The Smart Metering programme had a goal of installing around 40 million separate smart meters by 2020, covering both electricity and gas.  Since Ed kicked it off, it has been supported by every successive Government, ignoring any reported shortcomings.  Shortly before Labour’s landslide victory, with Ed Miliband being reappointed to the role of Energy and Climate Minister, it emerged that  only around 60% of those meters have been fitted.  Between four and five million of them are no longer working properly, and in a few years’ time, when the 2G and 3G networks get turned off, another half of them will stop working, needing replacement.  Shortly after that, the first smart meters will reach the end of their working life.  Unless something major changes, Britain will not get a comprehensive, operational  smart meter deployment before the mid 2030s.

The entire project has been a fiasco.  Because it is off the books of the Treasury, and paid for through domestic energy bills, successive Governments have let it live on, despite intense criticism from the National Audio Office and the Public Accounts Committee, where Labour’s Meg Hillier branded its vision of helping consumers with their energy bills still a distant one. Along with others, I’ve frequently pointed out its technical shortcomings.  Even Ed Miliband criticised one of its worst excesses – accusing the outgoing Conservative Government of a “dereliction of duty” when energy companies started using court warrants to fit pre-pay meters.   But nobody in any party has stood up and demanded that the programme be stopped.   It is a classic example of a Government IT disaster.  The cock-ups have been so consistent and so ingrained that it is being likened to the Post Office Scandal.  It has even been suggested that ITV commission a drama on the smart metering scandal as a follow up to their Post Office Horizon series.

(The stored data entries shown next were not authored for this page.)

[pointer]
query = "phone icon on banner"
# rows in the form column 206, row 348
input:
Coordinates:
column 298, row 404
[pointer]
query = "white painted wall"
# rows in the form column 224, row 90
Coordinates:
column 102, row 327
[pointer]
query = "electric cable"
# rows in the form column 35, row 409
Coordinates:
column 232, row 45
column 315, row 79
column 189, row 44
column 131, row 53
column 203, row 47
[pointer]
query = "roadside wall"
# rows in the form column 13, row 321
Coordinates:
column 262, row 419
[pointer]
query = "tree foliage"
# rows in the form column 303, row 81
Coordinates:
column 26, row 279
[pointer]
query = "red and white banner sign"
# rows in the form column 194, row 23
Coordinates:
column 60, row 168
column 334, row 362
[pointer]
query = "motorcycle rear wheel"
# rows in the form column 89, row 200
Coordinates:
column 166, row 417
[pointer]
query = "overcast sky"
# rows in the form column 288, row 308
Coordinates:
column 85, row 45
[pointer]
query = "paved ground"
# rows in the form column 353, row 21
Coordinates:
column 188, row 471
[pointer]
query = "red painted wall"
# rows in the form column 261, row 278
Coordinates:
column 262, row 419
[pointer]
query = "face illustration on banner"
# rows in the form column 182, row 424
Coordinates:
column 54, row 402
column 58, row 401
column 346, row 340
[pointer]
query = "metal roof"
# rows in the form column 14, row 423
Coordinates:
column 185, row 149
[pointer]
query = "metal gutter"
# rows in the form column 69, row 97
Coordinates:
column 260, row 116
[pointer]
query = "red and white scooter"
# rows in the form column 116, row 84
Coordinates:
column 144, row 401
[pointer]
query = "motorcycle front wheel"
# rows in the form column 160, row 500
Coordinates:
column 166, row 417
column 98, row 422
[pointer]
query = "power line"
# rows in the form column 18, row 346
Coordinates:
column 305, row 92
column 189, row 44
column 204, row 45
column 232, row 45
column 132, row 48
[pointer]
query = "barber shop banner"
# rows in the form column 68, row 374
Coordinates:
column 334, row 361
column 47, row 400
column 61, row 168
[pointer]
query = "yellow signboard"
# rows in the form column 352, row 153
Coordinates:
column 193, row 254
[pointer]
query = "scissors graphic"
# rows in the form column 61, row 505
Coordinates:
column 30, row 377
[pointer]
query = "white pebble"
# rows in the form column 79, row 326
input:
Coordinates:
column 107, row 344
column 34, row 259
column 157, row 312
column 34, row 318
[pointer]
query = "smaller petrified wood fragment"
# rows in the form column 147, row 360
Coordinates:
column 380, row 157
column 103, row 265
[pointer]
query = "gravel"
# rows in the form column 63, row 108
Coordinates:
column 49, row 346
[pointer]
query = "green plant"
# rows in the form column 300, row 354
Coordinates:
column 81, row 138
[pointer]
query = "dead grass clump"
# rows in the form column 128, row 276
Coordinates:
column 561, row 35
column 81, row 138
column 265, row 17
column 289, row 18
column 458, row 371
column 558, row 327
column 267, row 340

To be fair to Mr Miliband, the original concept of smart metering was a good one.  Smart meters should help consumers, the grid and the energy supplier, generally in that order.   The problem, as was pointed out back in 2009, is that the way the programme was structured got almost every decision wrong, putting it in the hands of the companies who understood least about it.  Successive Ministers and DECC (followed by BEIS) made decisions based on largely on technical illiteracy and glib PowerPoint presentations, giving the work to companies with minimal experience of how to implement it.

The failures have been well documented.  What should have been a major example of Britain’s leadership in smart energy is seen as a joke by most other countries, many of whom have implemented far cheaper and more effective smart metering systems in a fraction of the time.  All that the UK gained was a few months of political posturing, where Ed could tell a good story on the world stage.

I hope that in the intervening years, Mr Miliband has had a chance to observe the process and reflect on what went wrong.  There is still time to halt the current smart metering programme before any more money is wasted, then take time to see what we really need before starting again.

But I worry.  Not least because of the rush to take the same position on net zero, with a similar lack of any evidence base.  If the UK could achieve net zero tomorrow, it would make no significant difference to global climate change.  Our emissions are petty cash compared to the continuing rush for coal in India and China.  Trying to set a date for “green” energy as a policy goal will probably only result in higher energy prices and make us reliant on imported technology. 

I’m not alone in worrying.  The day after his appointment as Secretary of State for Energy Security and Net Zero, the Spectator published an article predicting that the new Labour Government’s energy policy will be its first major own goal, suggesting that the new energy secretary’s vision will become a major liability for the new government.

What the country needs, and had long been in need of, is not a soundbite, but an energy policy that is based on sustainable jobs and business growth, rather that fantasy targets that will end up making Britain less competitive.  Most importantly, a policy that is transparent in its costs and benefits.

At the end of last year, Ross Clark wrote a book “Not Zero”, subtitled “How an Irrational Target Will Impoverish You, Help China (and Won’t Even Save the Planet)”.  It seemed timely in the run-up to a general election.  Most reviews of it make the point that politicians need to read it, as we have had a worrying political consensus which seems designed to hobble Britain’s economy, cost billions and be ineffective.  Sadly, nobody in our political parties appears to have read it or understood it, as there’s no sign of its common sense approach in any of their manifestoes.

There is a massive amount to do in securing our future energy requirements and demand.  I recommend reading Ross’ book and then writing to your MP to ask them to step back and consider what is best for our future.  Mr Miliband has already buggered it up once.  With fifteen years to reflect on how not to implement smart metering, I’d like to hope he’ll have realised that energy policy is more than just an opportunity for a soundbite and get things right the second time around. 

A new administration needs easy wins, not own goals.  Energy policy is never easy – it is a long term vision, which is so often lacking in politics.  Mr Miliband has an unusual advantage in having served in his role of energy Secretary, both in power and opposition, for sixteen years – an incredibly long time for any Minister to observe how an industry works.  He has seen a little of what works in terms of energy policy and a lot of what doesn’t.  Now is the time for him to show the benefit of that experience.  Unless we see more clarity and understanding in Labour’s emerging approach to the UK’s energy needs, then, as the Spectator suggests, Ed Miliband may well become the instigator of his party’s first major disaster.